Functional expression of voltage-gated potassium (Kv) channels in the plasmalemma is essential for repolarization phase of the cardiac action potential. Therefore, changes in Kv channel plasmalemmal expression can impact cardiac action potential duration and thereby result in arrythmias. The expression of these Kv channels is modulated by a number of different mechanisms, and among these, the most important and potent one is the regulation of the number of channels in the plasma membrane through modulation of channel trafficking. The trafficking process of Kv channel in cardiac background is poorly understood. The purpose of the studies presented in this thesis was to identify the specific kinesin isoform that is required for cardiac Kv1.5 channel forward trafficking and to investigate the roles of small GTPases in the trafficking of Kv4.2 channels in adult rat ventricular myocytes. Overexpression of wild type Kif5b increased the Kv1.5-conducted current and this increase was dependent on Golgi function; a 6 h treatment with Brefeldin A reduced Kv1.5 currents to control levels in Kif5b-overexpressing cells. Expression of dominant negative isoform of Kif5b prior to induction of Kv1.5 in a tetracycline inducible system blocked surface expression of the channel in both HEK293 cells and H9c2 cardiomyoblasts. These data confirmed the requirement for Kif5b for forward trafficking of newly synthesized Kv1.5 channels.The involvement of several Rab GTPases as well as Sar1 in the trafficking of an endogenous cardiomyocyte potassium channel has also been established. Kv4.2 traffics out of the cardiac endoplasmic reticulum via a conventional pathway involving Sar1 and Rab1 and its trafficking to the sarcolemma is enhanced by overexpression of wild type Rab11. Internalization of the channels is dependent upon Rab5 function and block of Rab4 somehow also inhibits that internalization.
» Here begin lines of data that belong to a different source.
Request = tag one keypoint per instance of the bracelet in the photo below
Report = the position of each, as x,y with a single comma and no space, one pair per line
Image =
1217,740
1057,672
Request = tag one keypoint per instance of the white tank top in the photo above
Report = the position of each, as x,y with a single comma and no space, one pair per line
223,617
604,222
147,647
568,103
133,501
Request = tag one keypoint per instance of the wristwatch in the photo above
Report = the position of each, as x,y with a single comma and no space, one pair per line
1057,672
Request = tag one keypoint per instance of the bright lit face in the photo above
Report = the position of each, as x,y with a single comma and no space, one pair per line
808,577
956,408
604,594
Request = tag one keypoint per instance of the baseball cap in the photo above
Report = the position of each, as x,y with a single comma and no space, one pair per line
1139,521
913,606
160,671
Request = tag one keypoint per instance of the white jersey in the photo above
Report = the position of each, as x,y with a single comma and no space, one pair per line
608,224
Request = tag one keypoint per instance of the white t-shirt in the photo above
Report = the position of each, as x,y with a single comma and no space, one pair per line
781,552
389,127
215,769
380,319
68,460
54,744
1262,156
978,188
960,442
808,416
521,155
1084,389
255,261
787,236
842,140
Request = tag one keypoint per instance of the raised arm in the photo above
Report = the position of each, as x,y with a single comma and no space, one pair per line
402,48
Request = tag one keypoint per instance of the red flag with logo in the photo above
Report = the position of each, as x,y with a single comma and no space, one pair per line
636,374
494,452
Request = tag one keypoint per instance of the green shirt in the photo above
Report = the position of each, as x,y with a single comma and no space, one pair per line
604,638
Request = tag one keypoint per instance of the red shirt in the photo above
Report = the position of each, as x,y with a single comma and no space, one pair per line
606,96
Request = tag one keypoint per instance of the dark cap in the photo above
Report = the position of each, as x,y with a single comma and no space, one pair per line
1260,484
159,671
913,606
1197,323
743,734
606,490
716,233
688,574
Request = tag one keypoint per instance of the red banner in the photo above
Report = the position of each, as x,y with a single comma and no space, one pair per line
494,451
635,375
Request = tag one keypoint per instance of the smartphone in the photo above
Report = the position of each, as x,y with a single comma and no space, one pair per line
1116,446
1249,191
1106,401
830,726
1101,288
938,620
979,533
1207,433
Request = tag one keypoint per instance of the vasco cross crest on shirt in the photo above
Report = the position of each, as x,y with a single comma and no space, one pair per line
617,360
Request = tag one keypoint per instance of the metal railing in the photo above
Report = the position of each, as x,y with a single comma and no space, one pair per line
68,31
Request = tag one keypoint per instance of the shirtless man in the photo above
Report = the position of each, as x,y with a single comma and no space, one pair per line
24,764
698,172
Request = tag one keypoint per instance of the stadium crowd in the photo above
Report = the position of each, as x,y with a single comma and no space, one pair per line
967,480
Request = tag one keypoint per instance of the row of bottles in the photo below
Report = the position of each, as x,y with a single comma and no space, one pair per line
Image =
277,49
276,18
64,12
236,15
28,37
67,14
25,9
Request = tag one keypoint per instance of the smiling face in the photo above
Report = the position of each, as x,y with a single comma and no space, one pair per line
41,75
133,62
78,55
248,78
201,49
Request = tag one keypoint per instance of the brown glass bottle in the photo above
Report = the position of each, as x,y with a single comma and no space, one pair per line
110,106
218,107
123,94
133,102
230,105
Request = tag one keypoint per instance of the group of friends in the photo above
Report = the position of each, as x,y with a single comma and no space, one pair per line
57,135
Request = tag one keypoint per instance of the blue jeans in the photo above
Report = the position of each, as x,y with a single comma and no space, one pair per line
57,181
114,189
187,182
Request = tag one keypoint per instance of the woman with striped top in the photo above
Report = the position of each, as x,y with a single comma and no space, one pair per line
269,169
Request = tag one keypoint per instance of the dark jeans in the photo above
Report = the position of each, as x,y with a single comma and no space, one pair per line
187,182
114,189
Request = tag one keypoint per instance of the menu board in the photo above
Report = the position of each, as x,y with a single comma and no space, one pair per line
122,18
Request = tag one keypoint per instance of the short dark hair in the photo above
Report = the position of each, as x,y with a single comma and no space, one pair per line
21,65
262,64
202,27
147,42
The internalized channels, if not recycle back into plasma membrane will be degraded via the proteasomal degradation pathway.Together, these studies enhance our knowledge of the players involved in the trafficking pathway of Kv channels in cardiomyocytes. In particular, the roles of kinesin and several small GTPases in regulating cardiac Kv channel plasmmalemmal expression through channel trafficking modulation.